Saturday, January 8, 2011: 9:00 AM
Room 104 (Hynes Convention Center)
Sandra Collins , California State University at Chico, Chico, CA
The sensational 1962 Asian Games illustrated the dynamics of Asian regionalism during the Cold War.   The Indonesian Asian Game organizers failed to invite Nationalist China and Israel despite being instructed to do so by the International Olympic Committee. When, in response, the IOC ordered nations to withdraw their athletes from the Asian Games, South Korea did so immediately but Japan did not.   Japanese officials claimed that the decision whether or not to participate was to them and that this issue was a “test of Japan’s right to assert any form of Asian political leadership.”
The 1962 Asian Games influenced the diplomatic relations between South Korea and Japan, both of which were aligned with Western nations of the IOC.  The international criticisms of the 1962 Games also sparked the creation of GANEFO (The Games of the New Emerging Forces) by Sukharto.  The first GANEFO was held in 1963 in Indonesia.

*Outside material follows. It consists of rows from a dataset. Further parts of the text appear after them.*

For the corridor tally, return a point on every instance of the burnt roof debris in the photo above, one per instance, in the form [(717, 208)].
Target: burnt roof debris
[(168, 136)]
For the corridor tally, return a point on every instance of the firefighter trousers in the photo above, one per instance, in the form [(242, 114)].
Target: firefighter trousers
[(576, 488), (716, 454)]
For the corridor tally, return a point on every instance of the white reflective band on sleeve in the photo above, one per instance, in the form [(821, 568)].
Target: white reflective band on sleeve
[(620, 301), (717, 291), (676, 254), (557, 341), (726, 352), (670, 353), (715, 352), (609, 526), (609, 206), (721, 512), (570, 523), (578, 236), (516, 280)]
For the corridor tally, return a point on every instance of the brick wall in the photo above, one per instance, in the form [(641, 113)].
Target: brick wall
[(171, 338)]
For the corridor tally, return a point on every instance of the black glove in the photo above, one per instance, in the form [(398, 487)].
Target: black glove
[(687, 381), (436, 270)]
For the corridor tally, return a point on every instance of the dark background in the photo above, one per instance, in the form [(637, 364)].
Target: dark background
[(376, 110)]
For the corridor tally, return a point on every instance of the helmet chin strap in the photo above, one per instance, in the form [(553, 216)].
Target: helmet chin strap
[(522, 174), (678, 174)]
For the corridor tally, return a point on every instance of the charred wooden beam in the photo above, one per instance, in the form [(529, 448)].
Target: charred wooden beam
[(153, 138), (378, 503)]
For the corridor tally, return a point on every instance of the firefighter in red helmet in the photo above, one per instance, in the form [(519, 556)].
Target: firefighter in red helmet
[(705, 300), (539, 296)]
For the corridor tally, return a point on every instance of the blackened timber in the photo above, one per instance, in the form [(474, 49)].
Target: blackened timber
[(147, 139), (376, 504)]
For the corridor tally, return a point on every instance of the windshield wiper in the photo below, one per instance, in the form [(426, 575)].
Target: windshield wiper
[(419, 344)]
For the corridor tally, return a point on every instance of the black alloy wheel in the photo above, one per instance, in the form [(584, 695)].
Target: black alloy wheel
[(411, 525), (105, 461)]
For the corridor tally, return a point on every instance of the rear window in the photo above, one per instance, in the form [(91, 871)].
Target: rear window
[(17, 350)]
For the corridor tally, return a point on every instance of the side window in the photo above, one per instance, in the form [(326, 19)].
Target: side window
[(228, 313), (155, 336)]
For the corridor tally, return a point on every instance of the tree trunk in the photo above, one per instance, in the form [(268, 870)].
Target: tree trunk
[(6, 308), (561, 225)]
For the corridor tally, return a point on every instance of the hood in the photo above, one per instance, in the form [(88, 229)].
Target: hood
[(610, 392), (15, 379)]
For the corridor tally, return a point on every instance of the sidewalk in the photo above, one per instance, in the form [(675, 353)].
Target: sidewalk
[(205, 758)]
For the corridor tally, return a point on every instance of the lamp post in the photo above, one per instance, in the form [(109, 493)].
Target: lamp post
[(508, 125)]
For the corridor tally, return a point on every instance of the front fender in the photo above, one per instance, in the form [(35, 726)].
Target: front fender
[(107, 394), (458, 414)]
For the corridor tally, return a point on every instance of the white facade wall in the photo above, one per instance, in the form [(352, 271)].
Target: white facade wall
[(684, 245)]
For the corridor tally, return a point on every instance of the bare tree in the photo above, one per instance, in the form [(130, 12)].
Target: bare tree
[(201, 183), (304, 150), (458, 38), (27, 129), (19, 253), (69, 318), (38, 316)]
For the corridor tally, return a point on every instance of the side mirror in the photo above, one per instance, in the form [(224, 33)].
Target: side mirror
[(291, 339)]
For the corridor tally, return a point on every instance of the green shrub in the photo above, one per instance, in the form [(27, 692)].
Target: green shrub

Sports have long played a pivotal role in the process of nation building in East Asia. This paper will examine several intersecting discourses – on the Cold War, sports, and East Asia regionalism – in order to understand how sports in the Cold War period was initiated as a critical diplomatic tool to facilitate the growing regionalism in East Asia.   By looking at the controversies that surrounded the 1962 Asian Games which were held in Jakarta, Indonesia, the role of sport in the politics of the regionalism of East Asia will be analyzed.